[ntp:questions] Odd behaviour in a multicast setting (bug in ntpd???)

Marco Marongiu brontolinux at gmail.com
Fri Aug 26 14:10:21 UTC 2011


Hello everybody

We have a problem in one of our datacenters. The short version is: we
are using only multicast clients and multicast servers, but all clients
behave like unicast clients to one of them. This odd behaviour didn't
change one month ago by restarting ntpd, but now does.

Either this is some weird misconfiguration on my side, or it is a bug in
ntpd (but I don't seem to realize how such a bug gets triggered). If you
think you can help, please consider reading the details below (long).
The configuration file for clients is also included.

Thanks in advance to all those who will help

Ciao
-- bronto

-----------------------------------------------------------------------

We have four multicast NTP servers, feeding more than 600 clients; each
server uses a different symmetric key, and all the four of them are
trusted on clients.

All machines are running Debian Linux (clients and servers), Squeeze and
Lenny on servers and clients respectively.

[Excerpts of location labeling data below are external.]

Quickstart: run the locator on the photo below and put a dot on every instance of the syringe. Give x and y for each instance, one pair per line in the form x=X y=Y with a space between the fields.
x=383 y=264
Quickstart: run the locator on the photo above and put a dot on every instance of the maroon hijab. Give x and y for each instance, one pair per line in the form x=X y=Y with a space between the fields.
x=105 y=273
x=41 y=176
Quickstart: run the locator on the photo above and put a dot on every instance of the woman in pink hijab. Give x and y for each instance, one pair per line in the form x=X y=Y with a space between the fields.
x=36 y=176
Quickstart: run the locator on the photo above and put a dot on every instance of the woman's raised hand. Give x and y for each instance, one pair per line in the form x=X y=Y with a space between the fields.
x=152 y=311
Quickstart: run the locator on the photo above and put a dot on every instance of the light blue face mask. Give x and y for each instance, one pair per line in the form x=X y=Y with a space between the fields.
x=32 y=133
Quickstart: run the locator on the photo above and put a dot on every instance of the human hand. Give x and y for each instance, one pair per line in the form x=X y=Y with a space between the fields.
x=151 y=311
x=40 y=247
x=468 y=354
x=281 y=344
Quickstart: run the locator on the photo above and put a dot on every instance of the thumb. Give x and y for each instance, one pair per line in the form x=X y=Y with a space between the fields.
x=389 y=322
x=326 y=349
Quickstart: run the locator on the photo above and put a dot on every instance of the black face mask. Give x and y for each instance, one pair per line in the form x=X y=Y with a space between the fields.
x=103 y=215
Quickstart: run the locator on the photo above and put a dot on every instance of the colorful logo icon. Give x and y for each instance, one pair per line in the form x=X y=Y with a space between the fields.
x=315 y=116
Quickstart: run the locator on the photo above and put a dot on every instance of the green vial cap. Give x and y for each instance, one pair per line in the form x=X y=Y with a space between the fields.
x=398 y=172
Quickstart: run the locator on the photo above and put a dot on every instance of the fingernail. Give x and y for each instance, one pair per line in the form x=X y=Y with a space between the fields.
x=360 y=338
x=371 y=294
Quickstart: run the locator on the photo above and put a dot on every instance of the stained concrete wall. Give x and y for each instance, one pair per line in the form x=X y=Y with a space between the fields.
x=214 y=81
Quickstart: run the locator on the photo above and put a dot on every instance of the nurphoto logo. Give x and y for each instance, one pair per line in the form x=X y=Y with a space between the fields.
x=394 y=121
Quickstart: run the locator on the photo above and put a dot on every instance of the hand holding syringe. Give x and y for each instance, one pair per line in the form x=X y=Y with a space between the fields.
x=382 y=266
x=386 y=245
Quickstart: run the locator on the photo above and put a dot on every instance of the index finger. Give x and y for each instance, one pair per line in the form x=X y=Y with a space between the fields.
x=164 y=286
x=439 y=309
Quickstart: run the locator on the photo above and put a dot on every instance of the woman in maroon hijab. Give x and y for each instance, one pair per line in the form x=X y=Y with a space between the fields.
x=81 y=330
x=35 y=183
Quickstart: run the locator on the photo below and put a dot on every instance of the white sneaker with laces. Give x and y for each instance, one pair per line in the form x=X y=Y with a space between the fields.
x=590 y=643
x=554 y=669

All are configured with two
interfaces in bonding, so that packets are sent by the servers and
received by the clients via the bond0 interface.

All machines were installed using FAI.

Clients are pure multicast NTP (they don't poll other servers via
unicast, nor they peer with other machines, nor they listen to broadcast).

ntpd versions involved are 4.2.6p2 on servers, and 4.2.4p4 on clients:
these are the versions bundled into the respective Debian distributions.

All clients are working well but for one thing. One of the servers,
always the same, and always the first in the list when you run ntpq's
peer command, appears with a poll interval of 1024 seconds. We'll call
this server s51 from now on.

The first time I noticed this behaviour was in July. I am pretty sure I
tried to restart one of the clients, but it didn't change: after a
while, s51 appeared with a 1024s poll interval again, like it was
configured as unicast. Since everything was working well enough, I
decided to leave a full debug for after my vacation.

After about a month, I checked on s51 with tcpdump to be sure it was
sending the packets at the right interval, and it was: each packet got
sent about 63-68 seconds after the previous one.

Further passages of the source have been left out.